(CNN) -- World markets endured another punishing session Friday as U.S. lawmakers' rejection of a $14 billion bailout for the ailing Detroit auto industry, weakening currencies in the U.S. and the UK and the bleak economic outlook weighed on investors' minds.
Wall Street traders watch the boards as the markets open Friday.

In New York, the Dow Jones closed slightly up -- about 0.75 percent -- after recouping early losses, according to early tallies.
Meanwhile the dollar continued to fall, hitting a 13-year low of 88.16 yen against the Japanese yen.
In the UK, the pound slipped further against the euro, hitting an all-time low of €1.118 as analysts predicted the currencies could be heading for parity.
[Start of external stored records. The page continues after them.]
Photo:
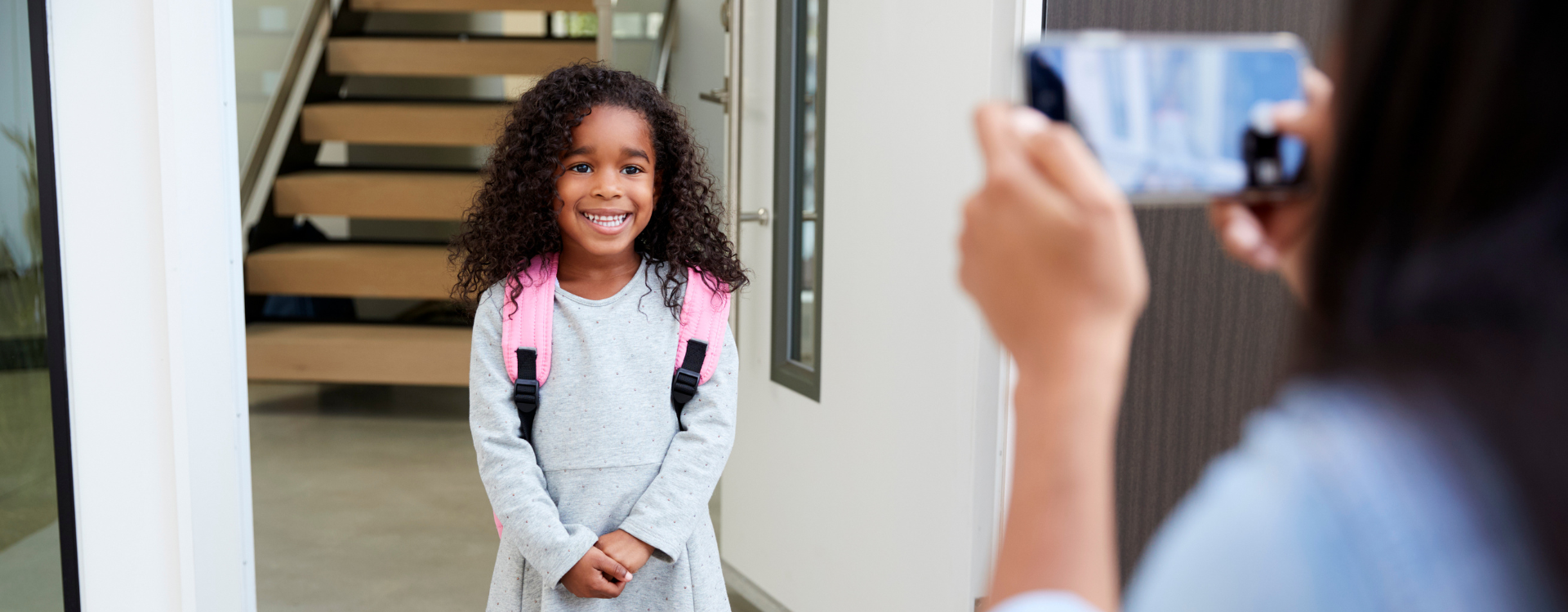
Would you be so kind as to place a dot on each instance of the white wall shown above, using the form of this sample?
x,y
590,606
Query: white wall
x,y
883,495
149,226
The pound has shed about 20 percent of its value against the euro in the past year.
In Brussels, European Union leaders approved a €200 billion ($267 billion) stimulus plan to help the bloc's battered economy by providing support for vulnerable sectors such as construction and motors.
European stocks in France and Germany rallied a little after dipping more than 4 percent in morning trading. Paris' CAC closed down 2.5 percent and Frankfurt's DAX was down 1.8 percent.
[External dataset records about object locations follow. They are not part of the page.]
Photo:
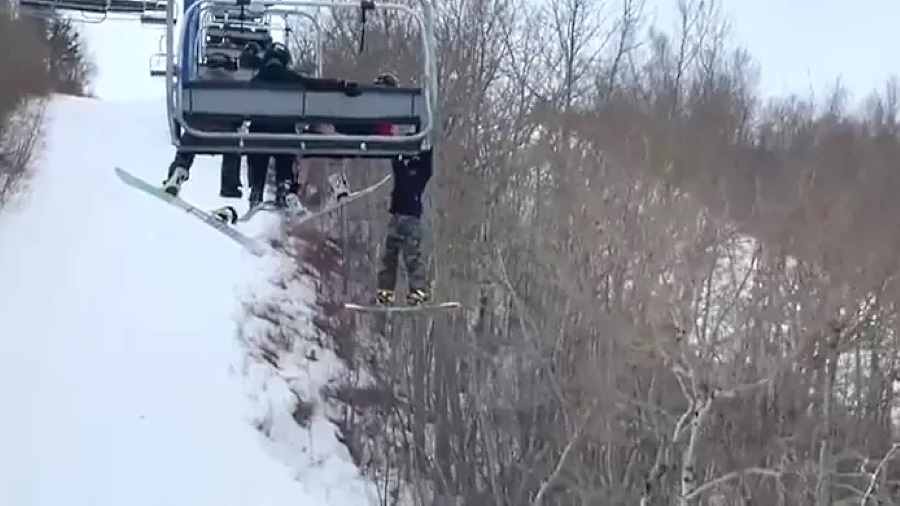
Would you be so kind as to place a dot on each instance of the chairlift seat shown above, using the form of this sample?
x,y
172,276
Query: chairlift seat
x,y
205,102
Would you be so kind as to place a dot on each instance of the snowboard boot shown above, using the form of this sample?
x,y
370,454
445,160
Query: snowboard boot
x,y
281,192
231,193
418,296
256,195
339,188
226,214
177,177
384,297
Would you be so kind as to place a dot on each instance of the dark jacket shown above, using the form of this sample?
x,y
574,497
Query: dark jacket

In London, the FTSE 100 was down almost 100 points, or 2.2 percent. Banking stocks were hit hard as shareholders at HBOS voted in favor of a proposed takeover by Lloyds TSB -- a merger that will create a retail bank accounting for a quarter of British mortgages and half of savings.
Earlier, Japan's Nikkei 225 finished the day down 5.6 percent at 8,236, and Hong Kong's Hang Seng index slid 5.5 percent to 14,758. South Korea's Seoul Composite lost nearly 4.4 percent. Indexes in Sydney, ********* Jakarta, and and Singapore all closed the day sharply lower.
Experts fear the failure of the U.S. automaker bailout plan and the possible collapse of any of the "Big Three" -- General Motors, Ford and Chrysler -- could have devastating consequences for the economy far beyond the boardrooms and production lines of Detroit.